How to specify regularization parameter (L1 or L2) for a feed forward neural network in R using the mxnet package?

I am using R mxnet package. Here is the code block that I am currently using. But I am not sure how to specify regularization.

dpLnModel <- mx.model.FeedForward.create(symbol             = out,
                                         X                  = trainX,
                                         y                  = trainY,
                                         ctx                = mx.cpu(),
                                         num.round          = numIter,
                                         eval.metric        = mx.metric.rmse,
                                         array.batch.size   = 50,
                                         array.layout       = "rowmajor",
                                         verbose            = TRUE,
                                         optimizer          = "rmsprop",
                                         eval.data          = list(data  = testX,
                                                                   label = testY
                                         ),
                                         initializer        = mx.init.normal(initValVar),
                                         epoch.end.callback = mx.callback.log.train.metric(5, logger)
)

Solution

As @leezu's answer says, you need to set weight decay to get L2 regularisation. In the R API, the argument you need is wd e.g.

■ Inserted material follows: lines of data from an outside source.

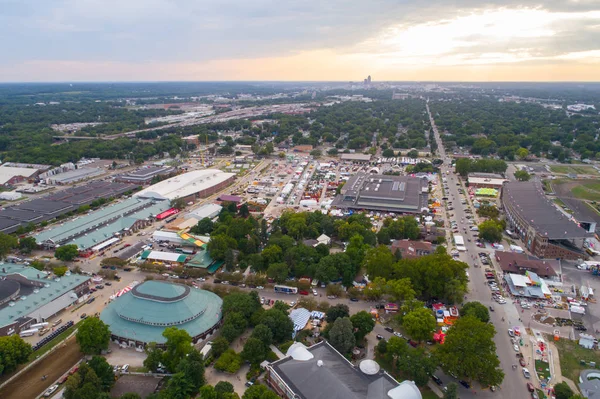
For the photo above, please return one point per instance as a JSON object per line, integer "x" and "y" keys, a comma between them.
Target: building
{"x": 144, "y": 175}
{"x": 29, "y": 296}
{"x": 206, "y": 211}
{"x": 320, "y": 371}
{"x": 412, "y": 249}
{"x": 99, "y": 229}
{"x": 189, "y": 186}
{"x": 360, "y": 158}
{"x": 486, "y": 180}
{"x": 401, "y": 194}
{"x": 74, "y": 176}
{"x": 140, "y": 315}
{"x": 12, "y": 175}
{"x": 545, "y": 231}
{"x": 520, "y": 263}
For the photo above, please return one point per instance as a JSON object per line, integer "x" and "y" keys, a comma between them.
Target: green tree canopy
{"x": 470, "y": 352}
{"x": 93, "y": 336}
{"x": 477, "y": 310}
{"x": 419, "y": 324}
{"x": 13, "y": 351}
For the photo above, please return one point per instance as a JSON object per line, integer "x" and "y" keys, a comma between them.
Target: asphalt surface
{"x": 514, "y": 384}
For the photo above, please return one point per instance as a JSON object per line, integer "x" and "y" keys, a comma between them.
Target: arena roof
{"x": 186, "y": 184}
{"x": 143, "y": 313}
{"x": 530, "y": 202}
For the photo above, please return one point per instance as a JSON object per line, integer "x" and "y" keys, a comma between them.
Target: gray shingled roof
{"x": 529, "y": 200}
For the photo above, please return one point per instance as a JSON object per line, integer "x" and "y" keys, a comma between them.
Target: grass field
{"x": 581, "y": 170}
{"x": 570, "y": 354}
{"x": 588, "y": 191}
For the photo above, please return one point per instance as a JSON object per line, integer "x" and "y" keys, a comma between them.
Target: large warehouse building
{"x": 29, "y": 296}
{"x": 140, "y": 316}
{"x": 401, "y": 194}
{"x": 54, "y": 205}
{"x": 189, "y": 186}
{"x": 546, "y": 231}
{"x": 101, "y": 228}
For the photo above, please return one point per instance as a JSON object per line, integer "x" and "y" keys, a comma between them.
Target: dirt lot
{"x": 30, "y": 384}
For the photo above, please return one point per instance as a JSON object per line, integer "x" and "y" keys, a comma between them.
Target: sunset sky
{"x": 340, "y": 40}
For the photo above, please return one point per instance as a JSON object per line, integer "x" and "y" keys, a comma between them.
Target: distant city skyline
{"x": 337, "y": 40}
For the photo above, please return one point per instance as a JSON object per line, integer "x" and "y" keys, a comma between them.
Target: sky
{"x": 299, "y": 40}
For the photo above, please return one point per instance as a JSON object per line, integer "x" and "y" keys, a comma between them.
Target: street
{"x": 514, "y": 385}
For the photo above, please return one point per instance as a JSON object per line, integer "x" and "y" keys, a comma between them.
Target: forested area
{"x": 489, "y": 127}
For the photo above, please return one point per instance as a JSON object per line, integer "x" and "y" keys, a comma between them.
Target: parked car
{"x": 51, "y": 390}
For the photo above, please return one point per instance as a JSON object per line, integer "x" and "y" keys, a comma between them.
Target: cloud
{"x": 290, "y": 40}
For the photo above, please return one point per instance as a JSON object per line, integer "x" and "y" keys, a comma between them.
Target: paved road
{"x": 514, "y": 385}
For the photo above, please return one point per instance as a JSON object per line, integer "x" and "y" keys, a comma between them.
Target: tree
{"x": 263, "y": 334}
{"x": 470, "y": 352}
{"x": 451, "y": 391}
{"x": 363, "y": 323}
{"x": 562, "y": 391}
{"x": 204, "y": 226}
{"x": 258, "y": 391}
{"x": 522, "y": 175}
{"x": 219, "y": 346}
{"x": 92, "y": 336}
{"x": 229, "y": 362}
{"x": 234, "y": 325}
{"x": 13, "y": 351}
{"x": 223, "y": 387}
{"x": 337, "y": 311}
{"x": 178, "y": 346}
{"x": 104, "y": 371}
{"x": 27, "y": 244}
{"x": 341, "y": 335}
{"x": 7, "y": 242}
{"x": 255, "y": 351}
{"x": 279, "y": 323}
{"x": 490, "y": 231}
{"x": 244, "y": 210}
{"x": 419, "y": 324}
{"x": 192, "y": 367}
{"x": 66, "y": 252}
{"x": 477, "y": 310}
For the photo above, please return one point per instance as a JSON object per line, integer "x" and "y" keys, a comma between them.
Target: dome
{"x": 299, "y": 352}
{"x": 144, "y": 312}
{"x": 369, "y": 367}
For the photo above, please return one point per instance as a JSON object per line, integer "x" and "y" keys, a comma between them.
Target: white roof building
{"x": 186, "y": 184}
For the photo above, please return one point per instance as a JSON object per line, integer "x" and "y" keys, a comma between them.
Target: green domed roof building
{"x": 140, "y": 316}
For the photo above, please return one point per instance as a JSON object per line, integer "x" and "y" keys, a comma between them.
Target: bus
{"x": 459, "y": 241}
{"x": 284, "y": 289}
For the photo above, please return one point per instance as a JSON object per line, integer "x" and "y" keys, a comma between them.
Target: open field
{"x": 30, "y": 384}
{"x": 577, "y": 169}
{"x": 570, "y": 354}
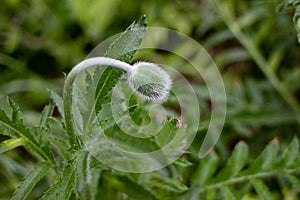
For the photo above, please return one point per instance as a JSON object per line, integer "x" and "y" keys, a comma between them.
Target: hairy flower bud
{"x": 149, "y": 81}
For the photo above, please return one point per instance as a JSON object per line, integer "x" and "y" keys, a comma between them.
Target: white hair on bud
{"x": 149, "y": 81}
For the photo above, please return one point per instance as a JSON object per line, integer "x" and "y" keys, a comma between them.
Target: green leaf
{"x": 11, "y": 144}
{"x": 235, "y": 163}
{"x": 183, "y": 162}
{"x": 295, "y": 182}
{"x": 122, "y": 49}
{"x": 46, "y": 114}
{"x": 290, "y": 155}
{"x": 82, "y": 172}
{"x": 17, "y": 129}
{"x": 229, "y": 193}
{"x": 296, "y": 20}
{"x": 130, "y": 187}
{"x": 206, "y": 169}
{"x": 30, "y": 180}
{"x": 261, "y": 189}
{"x": 267, "y": 158}
{"x": 165, "y": 184}
{"x": 63, "y": 187}
{"x": 58, "y": 102}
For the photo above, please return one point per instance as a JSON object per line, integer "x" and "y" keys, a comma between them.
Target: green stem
{"x": 264, "y": 66}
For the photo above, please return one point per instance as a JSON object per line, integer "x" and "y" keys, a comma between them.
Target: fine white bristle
{"x": 149, "y": 81}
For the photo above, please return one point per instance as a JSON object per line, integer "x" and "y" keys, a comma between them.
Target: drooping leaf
{"x": 122, "y": 49}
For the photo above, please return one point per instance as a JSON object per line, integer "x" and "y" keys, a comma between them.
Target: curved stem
{"x": 68, "y": 89}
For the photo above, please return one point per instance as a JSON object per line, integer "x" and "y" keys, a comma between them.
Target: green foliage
{"x": 31, "y": 179}
{"x": 254, "y": 45}
{"x": 232, "y": 181}
{"x": 122, "y": 49}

dpLnModel <- mx.model.FeedForward.create(symbol             = out,
                                         X                  = trainX,
                                         y                  = trainY,
                                         ctx                = mx.cpu(),
                                         num.round          = numIter,
                                         eval.metric        = mx.metric.rmse,
                                         array.batch.size   = 50,
                                         array.layout       = "rowmajor",
                                         verbose            = TRUE,
                                         optimizer          = "rmsprop",
                                         wd                 = 0.00001)

I think you can include any arguments from mx.opt.rmsprop. Note that the documentation there says that the default value of wd is zero i.e. no regularisation.